Bitcoin is sitting at a very interesting macro crossroads.
Under the surface, the market actually looks stronger than most people think.
MVRV Z-Score is around ~1.2, historically a zone where long-term accumulation often happens.
Exchange supply has dropped to roughly 2.5M BTC, while ETF flows added about $1.1B last week, institutions are still quietly buying.
But market sentiment tells the opposite story.
Fear & Greed sits at 12/100, funding rates are slightly negative, while Open Interest remains high.
In other words: the market is scared, but positioning is crowded on the short side.
At the same time, a major macro variable is emerging.
The U.S. is tightening pressure on Iran’s oil exports, about 1.8M barrels/day, through a naval blockade.
If global energy supply tightens, the chain reaction is straightforward:
Oil ↑ → Inflation ↑ → Rates stay higher → Liquidity ↓
And Bitcoin is one of the most liquidity sensitive assets in the market.
Interestingly, $BTC has almost no longterm correlation with oil.
Oil doesn’t directly push Bitcoin up or down.

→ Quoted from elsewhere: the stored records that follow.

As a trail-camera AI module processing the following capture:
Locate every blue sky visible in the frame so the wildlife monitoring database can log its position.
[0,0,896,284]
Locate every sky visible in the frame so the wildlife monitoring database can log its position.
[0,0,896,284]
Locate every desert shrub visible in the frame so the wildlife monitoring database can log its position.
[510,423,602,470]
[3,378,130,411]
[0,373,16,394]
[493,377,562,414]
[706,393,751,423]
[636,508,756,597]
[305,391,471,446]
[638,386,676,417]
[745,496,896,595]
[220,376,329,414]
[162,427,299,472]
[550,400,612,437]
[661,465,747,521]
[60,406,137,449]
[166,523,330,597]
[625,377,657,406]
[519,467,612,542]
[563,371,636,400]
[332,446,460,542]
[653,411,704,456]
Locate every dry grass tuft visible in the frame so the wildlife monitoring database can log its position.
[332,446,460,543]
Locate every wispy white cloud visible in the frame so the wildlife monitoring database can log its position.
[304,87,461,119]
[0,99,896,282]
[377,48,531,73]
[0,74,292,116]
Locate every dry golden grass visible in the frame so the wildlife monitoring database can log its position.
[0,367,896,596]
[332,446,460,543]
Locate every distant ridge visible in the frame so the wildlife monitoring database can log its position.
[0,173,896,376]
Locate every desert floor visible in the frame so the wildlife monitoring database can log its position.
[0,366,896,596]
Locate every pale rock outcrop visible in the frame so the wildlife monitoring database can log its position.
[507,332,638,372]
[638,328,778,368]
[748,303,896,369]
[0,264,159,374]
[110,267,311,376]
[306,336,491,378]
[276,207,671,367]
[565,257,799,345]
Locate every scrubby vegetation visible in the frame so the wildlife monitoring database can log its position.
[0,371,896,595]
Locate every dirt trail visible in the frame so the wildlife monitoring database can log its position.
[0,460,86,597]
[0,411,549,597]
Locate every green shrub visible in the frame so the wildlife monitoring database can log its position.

But energy shocks tend to do something else:
They amplify volatility.
In past macro shocks, Bitcoin often moves through three phases:
1. Initial panic
2. Market repricing risk
3. BTC recovering faster than traditional assets
The difference now is structural.
In the last cycle, Bitcoin was mostly a speculative asset.
In this cycle, it’s increasingly becoming a macro asset, reacting to liquidity, inflation, geopolitics, and monetary policy.
So the real question right now isn’t:
“Will Bitcoin go up or down?”
Will this energy shock force the global system to tighten longer…
or eventually push central banks back toward liquidity?
If liquidity returns to the system,
Bitcoin is usually the first asset to react.
Short term: watch $70k–$75k.
Long term: the broader structure still favors accumulation.